Viable M1 S. pyogenes escapes from the lysosomal compartment. a TEM analysis of ultra-thin sections of infected HUVEC layers shows streptococcal escape (arrow) from the phagolysosomal compartment into the cytoplasm of the host cell (4 h after infection). Representative images of 2 independent experiments are shown. Bar: 1 µm. b Free M1 GAS A527 (white arrows) reside within the cytoplasm of the host cell (5 h after infection) and are localized in close proximity to the endoplasmic reticulum (black arrow). Representative images of 2 independent experiments are shown.
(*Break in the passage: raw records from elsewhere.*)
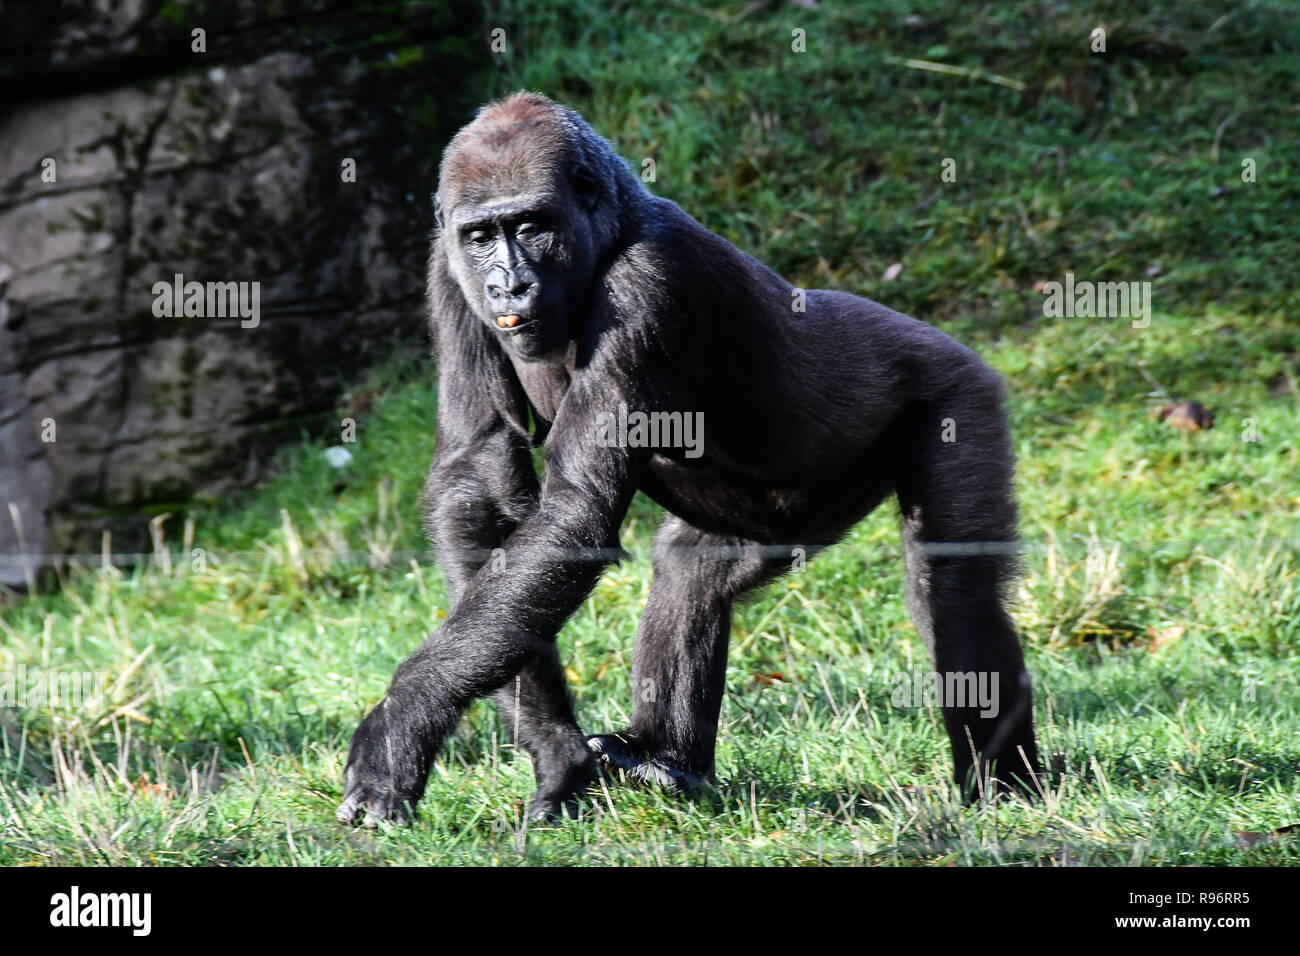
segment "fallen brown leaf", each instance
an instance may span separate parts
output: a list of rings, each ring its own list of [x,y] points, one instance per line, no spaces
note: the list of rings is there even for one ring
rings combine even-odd
[[[1147,650],[1158,651],[1162,647],[1168,647],[1182,637],[1186,631],[1187,627],[1184,624],[1171,624],[1159,631],[1154,627],[1148,627],[1147,633],[1151,635],[1151,643],[1147,645]]]

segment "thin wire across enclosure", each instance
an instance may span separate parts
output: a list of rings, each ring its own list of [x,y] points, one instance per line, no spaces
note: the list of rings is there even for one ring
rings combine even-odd
[[[1252,542],[1261,543],[1258,539],[1252,538]],[[1300,537],[1276,537],[1270,540],[1281,548],[1288,550],[1300,550]],[[1088,539],[1087,541],[1059,539],[1048,541],[925,541],[915,544],[915,548],[926,557],[977,557],[983,555],[1023,555],[1034,553],[1046,553],[1048,550],[1057,551],[1074,551],[1087,553],[1097,550],[1111,551],[1119,549],[1123,551],[1140,551],[1153,552],[1161,549],[1188,549],[1198,548],[1205,550],[1210,545],[1231,545],[1241,544],[1241,539],[1235,538],[1195,538],[1195,539],[1178,539],[1178,540],[1161,540],[1139,544],[1136,542],[1126,542],[1118,540],[1101,540]],[[609,564],[623,561],[642,561],[650,560],[652,553],[664,555],[696,555],[702,558],[712,558],[717,560],[753,560],[762,558],[767,561],[792,561],[798,558],[811,560],[822,552],[834,549],[838,552],[856,552],[863,551],[876,552],[882,557],[893,558],[902,554],[902,545],[883,545],[883,544],[854,544],[852,542],[839,542],[837,544],[822,543],[790,543],[790,544],[743,544],[743,545],[673,545],[670,548],[652,549],[651,546],[643,548],[553,548],[542,552],[556,561],[565,563],[600,563]],[[225,550],[222,548],[204,548],[194,547],[189,553],[184,550],[173,552],[156,552],[156,551],[135,551],[135,552],[104,552],[104,551],[87,551],[87,552],[48,552],[48,553],[11,553],[0,554],[0,573],[5,571],[18,571],[25,573],[30,570],[41,568],[62,568],[62,567],[135,567],[139,565],[159,564],[166,562],[177,568],[183,568],[191,562],[191,559],[201,559],[204,562],[212,562],[216,565],[229,567],[231,565],[246,565],[248,567],[263,567],[268,562],[272,564],[303,564],[312,562],[315,564],[338,563],[342,565],[368,565],[377,567],[405,567],[412,562],[420,565],[432,565],[436,563],[439,553],[444,557],[454,557],[466,562],[483,562],[488,563],[496,560],[510,561],[510,547],[504,545],[499,548],[459,548],[459,549],[442,549],[441,552],[435,552],[432,549],[424,548],[419,550],[338,550],[332,548],[302,548],[290,549],[289,553],[281,554],[277,549],[268,546],[259,550]],[[537,552],[534,552],[536,554]],[[164,556],[165,555],[165,556]]]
Bar: 500 nm. c, d Immunofluorescence analysis of the viability of M1 GAS. Viable intracellular M1 GAS (green) is detectable 5 h (c) and 10 h (d) after infection. EC nuclei also absorb the green dye and, therefore, also appear green. Representative images of 3 independent experiments are shown. Bars: 5 µm. e Quantification of intracellular survival of M1 GAS A527 in HUVEC 2, 4, 6 and 9 h after infection. The graph shows mean values ± SD of triplicates from 1 representative experiment.